Suara-suara dialog yang berkecamuk selama satu minggu ini bergema di telinganya. Semua kata menyatu, terhimpun, hingga terdengar saru. Cukup! Katanya pada otak. Berhenti berpikir, sekarang! Dia tegaskan. Seakan seperti babu dan majikan, sang otak menurut tanpa melawan. Kini pikirannya kosong. Dia lebih tenang. Wajah keluh dan badan yang rentan direbahkannya di atas sofa bulu. Matanya mengarah ke jendela yang terbuka. Sepoi angin menyapanya. Melambai-lambai seakan mengucapkan Selamat pagi.

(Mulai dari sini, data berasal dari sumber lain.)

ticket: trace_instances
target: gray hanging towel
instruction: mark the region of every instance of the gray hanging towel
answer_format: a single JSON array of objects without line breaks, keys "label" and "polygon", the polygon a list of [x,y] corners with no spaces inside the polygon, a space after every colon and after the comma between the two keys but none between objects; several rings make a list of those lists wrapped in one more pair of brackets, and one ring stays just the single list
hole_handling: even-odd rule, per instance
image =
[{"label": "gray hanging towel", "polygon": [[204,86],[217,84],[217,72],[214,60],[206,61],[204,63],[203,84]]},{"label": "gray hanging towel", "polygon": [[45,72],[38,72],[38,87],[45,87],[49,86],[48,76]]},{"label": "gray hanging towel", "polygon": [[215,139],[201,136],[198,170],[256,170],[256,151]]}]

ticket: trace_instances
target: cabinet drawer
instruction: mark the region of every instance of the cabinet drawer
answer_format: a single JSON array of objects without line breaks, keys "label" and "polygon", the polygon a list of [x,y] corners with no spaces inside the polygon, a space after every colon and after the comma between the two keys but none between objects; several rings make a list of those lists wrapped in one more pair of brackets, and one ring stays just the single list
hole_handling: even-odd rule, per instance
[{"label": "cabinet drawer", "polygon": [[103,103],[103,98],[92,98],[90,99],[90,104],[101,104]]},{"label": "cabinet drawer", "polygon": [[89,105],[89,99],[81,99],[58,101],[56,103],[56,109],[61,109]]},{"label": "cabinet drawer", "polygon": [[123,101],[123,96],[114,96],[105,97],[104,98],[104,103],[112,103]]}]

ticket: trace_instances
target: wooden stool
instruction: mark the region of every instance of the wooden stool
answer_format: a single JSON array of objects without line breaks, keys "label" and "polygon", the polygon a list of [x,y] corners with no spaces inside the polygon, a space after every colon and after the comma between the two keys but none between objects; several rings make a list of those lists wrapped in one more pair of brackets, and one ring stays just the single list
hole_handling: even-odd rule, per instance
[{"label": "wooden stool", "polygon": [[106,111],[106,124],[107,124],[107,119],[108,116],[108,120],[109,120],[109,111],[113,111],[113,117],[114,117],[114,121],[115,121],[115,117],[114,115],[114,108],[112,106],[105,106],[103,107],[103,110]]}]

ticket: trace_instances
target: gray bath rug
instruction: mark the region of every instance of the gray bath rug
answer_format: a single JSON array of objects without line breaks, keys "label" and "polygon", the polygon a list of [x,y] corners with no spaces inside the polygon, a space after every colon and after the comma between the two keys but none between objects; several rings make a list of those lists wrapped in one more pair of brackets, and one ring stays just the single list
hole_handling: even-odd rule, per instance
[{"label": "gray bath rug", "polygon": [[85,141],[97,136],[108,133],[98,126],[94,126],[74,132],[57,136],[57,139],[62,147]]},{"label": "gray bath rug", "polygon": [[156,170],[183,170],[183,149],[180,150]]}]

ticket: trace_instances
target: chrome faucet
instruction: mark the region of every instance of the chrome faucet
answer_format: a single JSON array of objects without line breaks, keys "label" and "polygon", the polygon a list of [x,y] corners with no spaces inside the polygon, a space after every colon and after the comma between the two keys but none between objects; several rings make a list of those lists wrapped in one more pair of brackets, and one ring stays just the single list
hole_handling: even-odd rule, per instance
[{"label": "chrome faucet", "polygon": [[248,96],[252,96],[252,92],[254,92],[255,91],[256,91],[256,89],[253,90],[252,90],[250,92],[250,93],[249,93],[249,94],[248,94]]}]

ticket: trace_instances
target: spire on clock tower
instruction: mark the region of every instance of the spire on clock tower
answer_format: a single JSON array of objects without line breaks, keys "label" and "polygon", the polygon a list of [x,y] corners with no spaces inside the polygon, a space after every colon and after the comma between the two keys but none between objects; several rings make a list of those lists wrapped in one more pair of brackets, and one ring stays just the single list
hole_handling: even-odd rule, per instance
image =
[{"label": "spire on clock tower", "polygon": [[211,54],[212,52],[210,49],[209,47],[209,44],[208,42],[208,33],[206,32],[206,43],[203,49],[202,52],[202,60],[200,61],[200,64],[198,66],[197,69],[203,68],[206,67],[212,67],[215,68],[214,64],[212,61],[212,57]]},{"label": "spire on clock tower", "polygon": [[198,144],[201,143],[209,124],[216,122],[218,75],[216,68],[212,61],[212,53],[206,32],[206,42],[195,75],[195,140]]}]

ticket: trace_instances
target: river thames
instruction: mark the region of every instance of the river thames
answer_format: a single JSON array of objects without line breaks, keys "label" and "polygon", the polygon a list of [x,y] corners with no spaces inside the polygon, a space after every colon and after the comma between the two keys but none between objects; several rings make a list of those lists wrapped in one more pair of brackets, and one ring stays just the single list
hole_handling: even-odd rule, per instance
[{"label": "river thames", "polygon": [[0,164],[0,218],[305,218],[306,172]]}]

Wusssh. Angin membawa aroma rumput kala habis hujan. Wanginya menelusup ke dalam hidung, mengalir dan terbagi rata ke setiap vena. Ini kah yang dinamakan damai? Dia meraba-raba karena sudah lupa. Langkahnya lebih ringan, hatinya senang.
Aku tak peduli dengan setumpuk berkas yang menggila, deadline pekerjaan yang menyandera, atau rindu pada yang tak ada. Di dalam diam dia lebih bahagia. Kini waktunya mengantar kepergian gelisah yang tak terarah. You want to go? Ok, take care and bye. Katanya.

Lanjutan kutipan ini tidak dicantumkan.